La vecchia signora si rifà il look
C’era un tempo, non troppo lontano, in cui dare della “radio” a qualcuno significava dirgli che era fuori dal mondo, roba da nonnetti aggrappati alla manopola come a un rosario (nessuna allusione a Radio Maria). La radio, si diceva, era il medium con la polvere sulle spalle, destinato a fare compagnia alle lucine del registratore a cassette nel cassetto dei ricordi. E invece, guarda un po’, la vecchia signora in FM non solo non è morta, ma si è rifatta il look, ha imparato a fare lo streaming e adesso se ne sta bella pimpante nello smartphone, nell’auto connessa e perfino nel diffusore intelligente che ti ubbidisce a comando vocale. E poi c’è il DAB+, la radio in alta fedeltà, che restituisce un suono pulito e cristallino senza i fruscii di una volta. La radio è rinata, e chi l’avrebbe mai detto.

I numeri? Questa volta parlano chiaro
I numeri, si sa, sono come le Rune per le profezie. Dicono quello che vuoi se li interroghi con la domanda giusta. Però a volte dicono anche la verità, e stavolta la verità è che la radio digitale sta crescendo a ritmi che farebbero invidia a un’app di delivery. In Italia, la penetrazione settimanale della radio sfiora l’84,5%. E non è mica la solita audience di pensionati che ascoltano il notiziario mentre sbucciano le patate: la radio digitale intercetta in modo significativo le generazioni più giovani, tanto che tra i 18 e i 24 anni raggiunge il 55,4%. In Francia, nel 2025 il 21% dell’ascolto audio totale era già radio digitale, quasi il doppio rispetto al 2020. E in Gran Bretagna, il digitale rappresenta ormai più di tre quarti dell’ascolto radiofonico. Tradotto: la radio non è più quella cosa che accendi in macchina e ti becchi la pubblicità dei materassi. È diventata un ecosistema fluido, che viaggia sul DAB, sul web, sulle app, e si infila dappertutto.

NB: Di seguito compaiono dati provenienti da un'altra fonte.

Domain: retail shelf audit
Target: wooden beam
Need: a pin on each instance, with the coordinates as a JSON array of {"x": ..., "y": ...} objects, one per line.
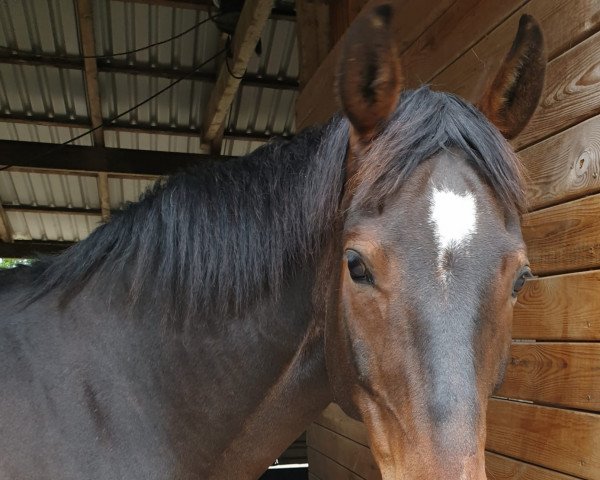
[
  {"x": 85, "y": 22},
  {"x": 86, "y": 38},
  {"x": 104, "y": 66},
  {"x": 208, "y": 6},
  {"x": 314, "y": 38},
  {"x": 247, "y": 33},
  {"x": 5, "y": 230},
  {"x": 341, "y": 14},
  {"x": 30, "y": 249},
  {"x": 73, "y": 158}
]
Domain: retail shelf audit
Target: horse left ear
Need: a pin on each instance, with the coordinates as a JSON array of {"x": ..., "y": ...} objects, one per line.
[
  {"x": 369, "y": 73},
  {"x": 513, "y": 96}
]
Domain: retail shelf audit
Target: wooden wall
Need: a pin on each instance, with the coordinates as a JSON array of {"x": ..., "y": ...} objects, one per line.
[{"x": 545, "y": 423}]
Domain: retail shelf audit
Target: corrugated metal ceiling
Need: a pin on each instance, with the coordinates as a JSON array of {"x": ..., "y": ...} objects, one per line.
[{"x": 47, "y": 94}]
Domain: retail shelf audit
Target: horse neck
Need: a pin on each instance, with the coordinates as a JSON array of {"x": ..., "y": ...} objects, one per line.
[{"x": 260, "y": 378}]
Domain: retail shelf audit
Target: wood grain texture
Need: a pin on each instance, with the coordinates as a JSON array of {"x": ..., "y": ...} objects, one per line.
[
  {"x": 348, "y": 453},
  {"x": 565, "y": 237},
  {"x": 326, "y": 468},
  {"x": 318, "y": 100},
  {"x": 5, "y": 230},
  {"x": 565, "y": 166},
  {"x": 571, "y": 93},
  {"x": 562, "y": 307},
  {"x": 459, "y": 28},
  {"x": 499, "y": 467},
  {"x": 563, "y": 440},
  {"x": 313, "y": 32},
  {"x": 564, "y": 22},
  {"x": 341, "y": 14},
  {"x": 253, "y": 18},
  {"x": 559, "y": 374}
]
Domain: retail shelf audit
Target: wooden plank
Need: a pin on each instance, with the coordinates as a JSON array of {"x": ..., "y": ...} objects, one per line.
[
  {"x": 334, "y": 418},
  {"x": 565, "y": 166},
  {"x": 559, "y": 374},
  {"x": 346, "y": 452},
  {"x": 75, "y": 158},
  {"x": 5, "y": 230},
  {"x": 253, "y": 18},
  {"x": 564, "y": 238},
  {"x": 318, "y": 100},
  {"x": 571, "y": 93},
  {"x": 562, "y": 307},
  {"x": 313, "y": 32},
  {"x": 327, "y": 468},
  {"x": 564, "y": 440},
  {"x": 499, "y": 467},
  {"x": 453, "y": 33},
  {"x": 564, "y": 22}
]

Il vero colpo di genio: la fabbrica di storie
Il vero colpo di genio, però, è stato reinventarsi come contenitore di storie. Il podcast, che all’inizio sembrava il giocattolino dei nerd con il microfono e il tempo libero, è diventato il motore della nuova radiofonia. In sette anni, gli ascoltatori di podcast in Italia sono aumentati del 75%, passando da 10,3 a 18 milioni. E non si tratta più di quattro gatti che ascoltano il cugino che parla di fumetti: il 36% degli italiani ormai ascolta podcast, con una predilezione per il crime, la storia e la politica. La radio, insomma, ha capito che nell’era della frammentazione dell’attenzione, la vera risorsa non è più la diretta, ma la possibilità di essere ascoltati quando e dove vuoi tu. E così si è trasformata in una fabbrica di racconti: inchieste, true crime, storie di vita, approfondimenti. Roba da far invidia a Netflix, se Netflix avesse solo l’audio.

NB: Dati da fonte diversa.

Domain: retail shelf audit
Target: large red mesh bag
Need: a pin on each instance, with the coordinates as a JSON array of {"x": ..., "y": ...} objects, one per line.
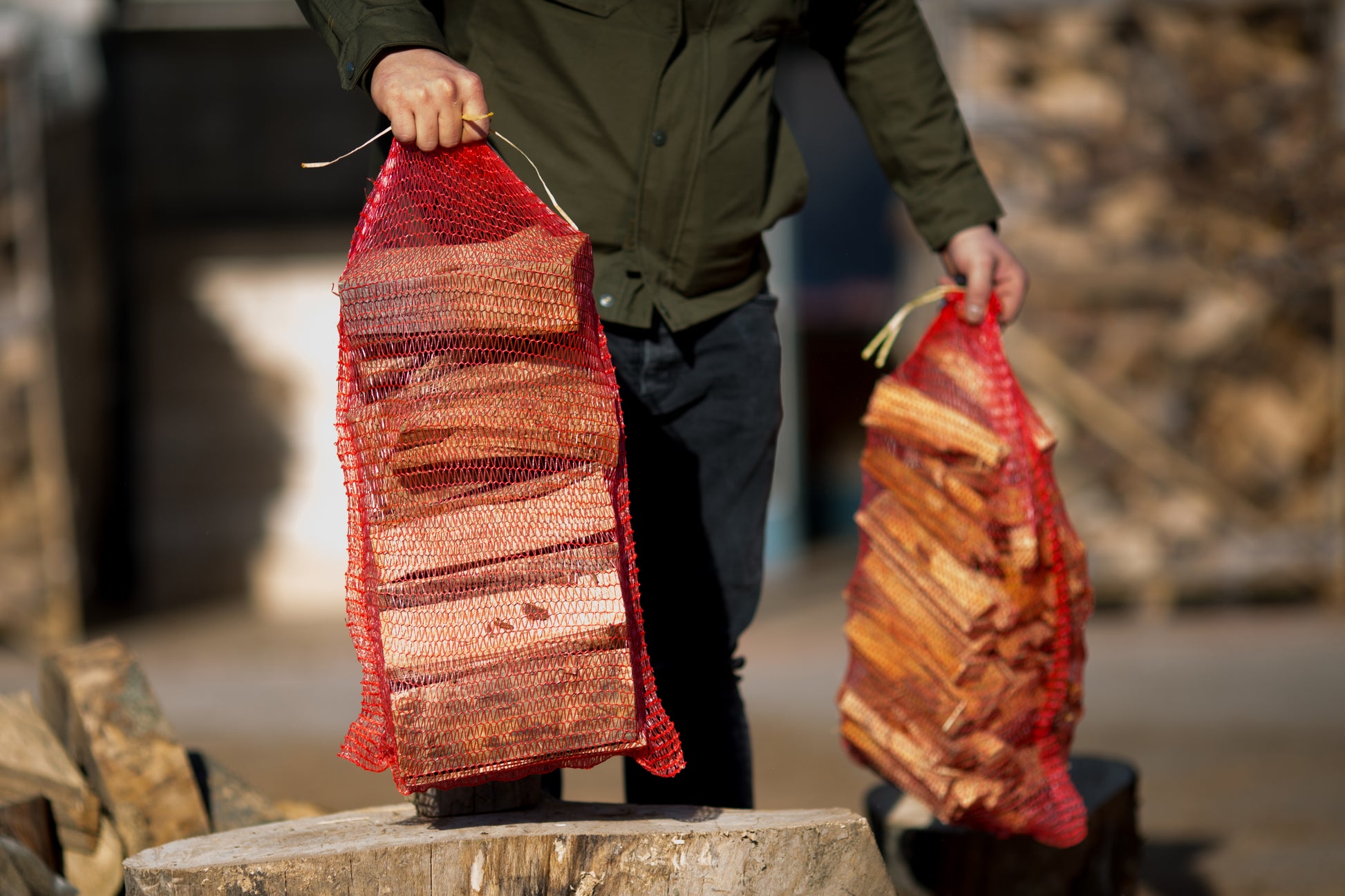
[
  {"x": 491, "y": 591},
  {"x": 969, "y": 598}
]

Il paradosso dell’inquilino di lusso
C’è però un paradosso, e bello grosso. Più la radio diventa digitale, più si affida a piattaforme che non controlla. Lo smart speaker è il nuovo campo di battaglia: in un’auto connessa o in casa, la tua radio preferita è a un comando vocale di distanza da Spotify, da un podcast o da una playlist algoritmica. E chi decide quale contenuto finire in primo piano non è il broadcaster, ma la piattaforma, che possiede l’interfaccia e imposta i default. È come se la radio avesse affittato un appartamento in un palazzo di lusso, ma il portinaio fosse il proprietario e potesse decidere chi far entrare. Il rischio è che la radio diventi un inquilino di serie B, sacrificata sull’altare dell’algoritmo che preferisce consigliarti l’ultimo podcast di true crime piuttosto che il programma che ascoltavi da vent’anni.

Nell’era dei bit, vince il calore umano
Eppure, nonostante tutto, la radio resiste. Perché ha una dote che le piattaforme digitali non hanno: la compagnia. La radio è quel sottofondo che ti tiene sveglio al mattino, che ti fa compagnia mentre guidi, che ti racconta una storia mentre cucini. È un medium caldo, come lo chiamava McLuhan, in un mondo di schermi freddi. E forse è proprio questa la sua rinascita: non come tecnologia, ma come relazione. La radio digitale non è la fine della radio, ma la sua terza vita. Dopo l’epoca delle valvole e quella della FM, eccoci all’era dei bit. Ma il suono, quello, è sempre lo stesso. E continua a parlare a chi ha voglia di ascoltare.